Trump Impeachment Petition Has More Than 4 Million Signatures After President's First Year

Tom Steyer in a news conference regarding his political future and plans January 8. He has called on lawmakers to impeach the president. Getty Images/Chip Somodevilla

The nationwide petition to impeach President Donald Trump has tallied more than 4.3 million signatures over three months as of Wednesday, days before the one-year anniversary of the Republican's inauguration.

NeedToImpeach.com, started by billionaire and former hedge fund manager Tom Steyer, launched in October and is less than 700,000 signatures away from its “first 5 million,” according to the website.

The petition drew nearly 1.2 million signatures in its first 11 days and Steyer followed up in November with a $20 million national television ad campaign that called into question Trump’s fitness for office.

Steyer called on lawmakers to impeach the president over his access to nuclear weapons, allegations of obstructing justice by firing FBI Director James Comey, and his countless threats against media organizations.
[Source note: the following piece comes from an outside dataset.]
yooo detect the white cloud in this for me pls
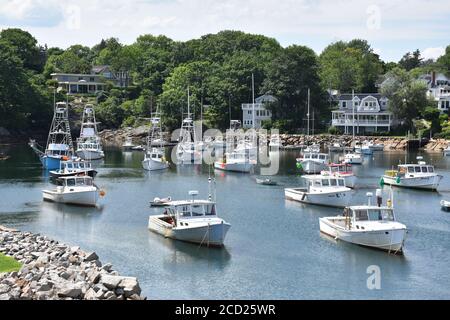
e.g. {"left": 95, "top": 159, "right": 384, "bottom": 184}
{"left": 422, "top": 47, "right": 445, "bottom": 61}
“He’s brought us to the brink of nuclear war, obstructed justice at the FBI, and in direct violation of the Constitution he’s taken money from foreign governments and threatened to shut down news organizations that report the truth, “Steyer said in the minute-long clip that ran across the country. “If that isn’t a case for impeaching and removing a dangerous president than what has our government become?”

The plea to Congress, no matter how many signatures NeedToImpeach gathers, is ultimately the only way Steyer’s cries can truly be answered. The Constitution requires a majority of the House of Representatives to vote for a president’s impeachment, followed by a trial in the Senate. Only two presidents, Andrew Johnson and Bill Clinton, have ever been impeached, and neither was removed from office.

So long as Republicans control both chambers of Congress, a Trump impeachment seems all but impossible. 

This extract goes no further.